Active Charcot neuroarthropathy (CN) remains difficult to predict. This hypothesis-generating article proposes a deliberately restricted, testable model in which a clinically meaningful fall in HbA1c may temporally coincide with active CN in a subset of people with diabetes, established neuropathy, and a vulnerable foot. The signal is based on a sequence of observations—an initial case report, a 44-case retrospective series, and the EPiChar study—and therefore is supportive of association and biological plausibility, but not causation. Within this framework, osteocalcin should presently be regarded mainly as a candidate biomarker of a transient skeletal activation state rather than a proven pathogenic mediator. This article should therefore be read as a suggestion for prospective testing and not as confirmation of an osteocalcin-mediated pathway. We propose that this systemic signal may intersect with established local drivers—neuropathy, repetitive microtrauma, inflammation, and RANKL/OPG imbalance—and can be tested prospectively with serial bone turnover markers, neuropathy phenotyping, kidney function, and modifiable exposure data during treatment intensification.

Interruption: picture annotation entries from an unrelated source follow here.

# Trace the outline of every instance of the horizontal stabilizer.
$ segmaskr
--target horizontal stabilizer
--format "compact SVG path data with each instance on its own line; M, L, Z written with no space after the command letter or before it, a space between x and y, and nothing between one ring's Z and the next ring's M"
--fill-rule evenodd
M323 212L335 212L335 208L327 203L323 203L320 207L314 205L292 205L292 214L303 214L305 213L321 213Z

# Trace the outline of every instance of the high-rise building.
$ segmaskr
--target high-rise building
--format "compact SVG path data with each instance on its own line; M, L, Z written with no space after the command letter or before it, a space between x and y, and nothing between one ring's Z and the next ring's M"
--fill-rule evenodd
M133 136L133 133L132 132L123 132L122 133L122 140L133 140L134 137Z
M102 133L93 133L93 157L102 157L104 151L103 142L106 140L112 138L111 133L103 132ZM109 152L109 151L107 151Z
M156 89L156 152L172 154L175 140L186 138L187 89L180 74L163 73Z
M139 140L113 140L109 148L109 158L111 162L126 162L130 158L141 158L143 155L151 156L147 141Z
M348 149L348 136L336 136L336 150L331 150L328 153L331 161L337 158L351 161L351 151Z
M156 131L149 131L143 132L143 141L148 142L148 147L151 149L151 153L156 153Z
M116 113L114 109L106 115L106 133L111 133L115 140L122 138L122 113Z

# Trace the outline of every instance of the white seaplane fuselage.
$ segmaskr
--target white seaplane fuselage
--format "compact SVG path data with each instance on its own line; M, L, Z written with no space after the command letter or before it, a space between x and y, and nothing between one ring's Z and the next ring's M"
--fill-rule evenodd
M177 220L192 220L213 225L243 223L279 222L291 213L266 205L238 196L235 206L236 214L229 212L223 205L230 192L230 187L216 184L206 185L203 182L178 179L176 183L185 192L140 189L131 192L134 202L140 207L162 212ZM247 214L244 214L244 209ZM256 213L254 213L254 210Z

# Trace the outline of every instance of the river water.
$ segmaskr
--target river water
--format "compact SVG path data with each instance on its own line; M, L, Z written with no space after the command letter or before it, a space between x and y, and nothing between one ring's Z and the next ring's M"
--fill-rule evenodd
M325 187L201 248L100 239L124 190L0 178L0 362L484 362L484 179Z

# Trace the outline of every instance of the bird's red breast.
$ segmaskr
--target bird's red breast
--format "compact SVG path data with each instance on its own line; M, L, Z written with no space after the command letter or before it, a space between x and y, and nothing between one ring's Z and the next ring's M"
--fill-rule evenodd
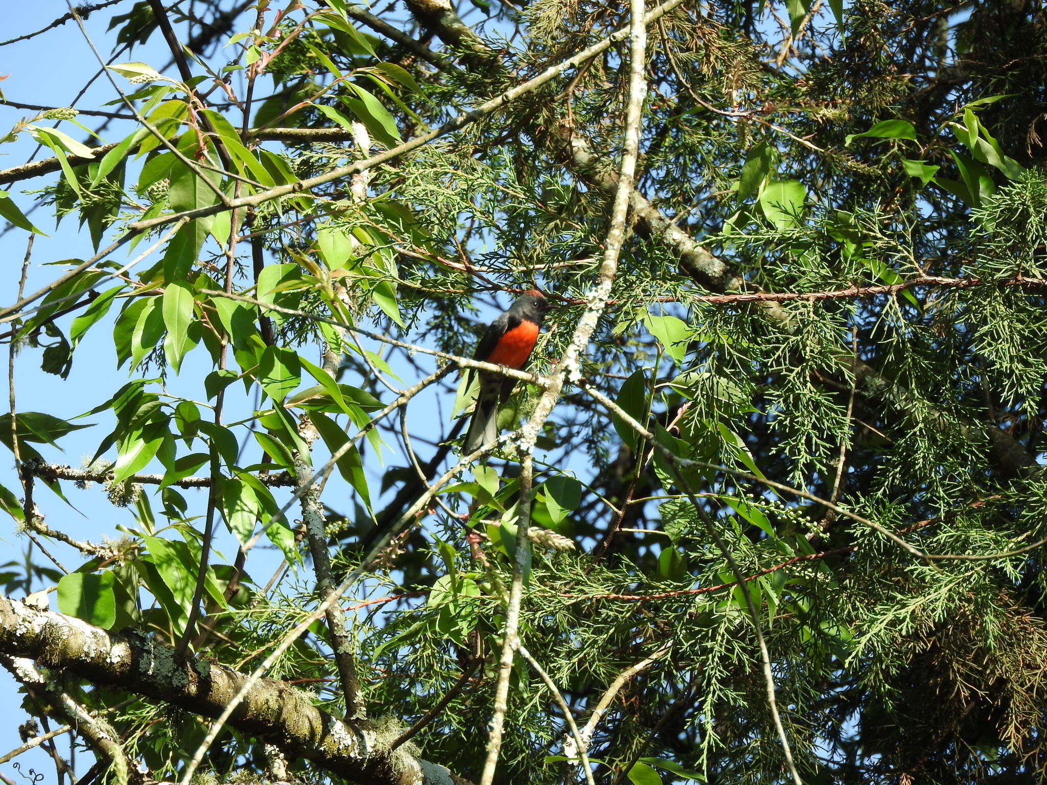
M531 356L537 340L538 326L525 319L512 330L506 331L506 334L498 339L494 351L484 360L495 365L521 368Z

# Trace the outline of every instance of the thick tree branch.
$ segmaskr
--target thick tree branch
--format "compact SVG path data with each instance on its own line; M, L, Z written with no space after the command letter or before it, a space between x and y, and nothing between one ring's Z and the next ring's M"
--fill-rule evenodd
M110 633L61 613L0 597L0 653L28 657L37 667L162 700L217 717L247 676L192 657L151 638ZM361 785L465 784L443 766L404 749L389 753L372 728L354 728L313 705L311 697L283 681L262 678L228 720L232 727L270 742L291 758L305 758Z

- Active Charcot neuroarthropathy remains difficult to predict, and its timing is not fully explained by neuropathy and mechanical stress alone.
- We asked whether a clinically meaningful HbA1c fall may temporally coincide with active Charcot neuroarthropathy and whether osteocalcin could mark transient skeletal vulnerability.
- Available observations support association and biological plausibility, not causation, and do not prove that osteocalcin is a pathogenic mediator.
- Prospective monitoring studies are warranted, but current evidence does not justify delaying evidence-based glycemic optimization.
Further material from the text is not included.